The definition of pneumonia has been stretched to include cases without the classic criteria of elevated white blood cell count, fever, cough, dyspnea, pleurisy, egophany and lobular infiltrate, and even sometimes when chest radiography is negative, according to an article in the October issue of the Cleveland Clinic Journal of Medicine.
Hospitalizations with discharge codes listing pneumonia increased 20% from the late 1980s to the early 2000s, according to a study that appeared in 2012 in The Journal of Infectious Diseases, while hospitalizations for the 10 other most frequent causes of admission did not change significantly in the same period. And, the risk of death from pneumonia improved similarly to the other 10 common conditions while discharge rates to a long-term care facility did not change.
The article called for definitive research from observational data to put an end to pneumoania’s “fuzzy edge” of diagnosis.
The author wrote, “Data already demonstrate that a short course of antibiotics is no worse than a long course for many hospitalized and outpatients with pneumonia, but many other patients may require no treatment at all. The time has come to find out.”
Not so fast, according to an editorial by Thomas M. File, MD, MACP. Pneumonia is still a leading cause of death in the United States, and the number of cases of invasive pneumococcal disease (mostly bacteremic pneumonia) as determined by a positive culture from a sterile site in people over age 65 has increased over the past decade.
He continued that polymerase chain reaction testing and assessment of the biomarker procalcitonin offer rapidly available results at the point of care. And, procalcitonin testing can differentiate viral from bacterial causes. Because a significant percent of cases of pneumonia in adults are caused by viruses alone, more specific therapy may prevent the unnecessary use of antibacterials, which leads to antibiotic resistance.

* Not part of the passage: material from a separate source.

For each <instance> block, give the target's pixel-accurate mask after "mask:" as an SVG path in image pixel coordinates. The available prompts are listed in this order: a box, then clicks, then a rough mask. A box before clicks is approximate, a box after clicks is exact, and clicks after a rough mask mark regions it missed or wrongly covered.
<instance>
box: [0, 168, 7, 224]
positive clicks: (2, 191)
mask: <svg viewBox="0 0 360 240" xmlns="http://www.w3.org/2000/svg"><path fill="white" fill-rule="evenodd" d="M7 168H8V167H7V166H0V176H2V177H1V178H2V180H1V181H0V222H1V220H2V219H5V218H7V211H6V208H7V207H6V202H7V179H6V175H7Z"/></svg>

Dr. File concluded, “Thus, the question will not be, ‘Should we treat community-acquired pneumonia with antibacterials’ but rather, ‘What is the optimal treatment for pneumonia with a defined cause?’ This is a major change from an empirical broad-spectrum regimen (treat all likely pathogens) to a more specific approach that has several potential benefits, including better patient outcomes and less emergence of resistance.”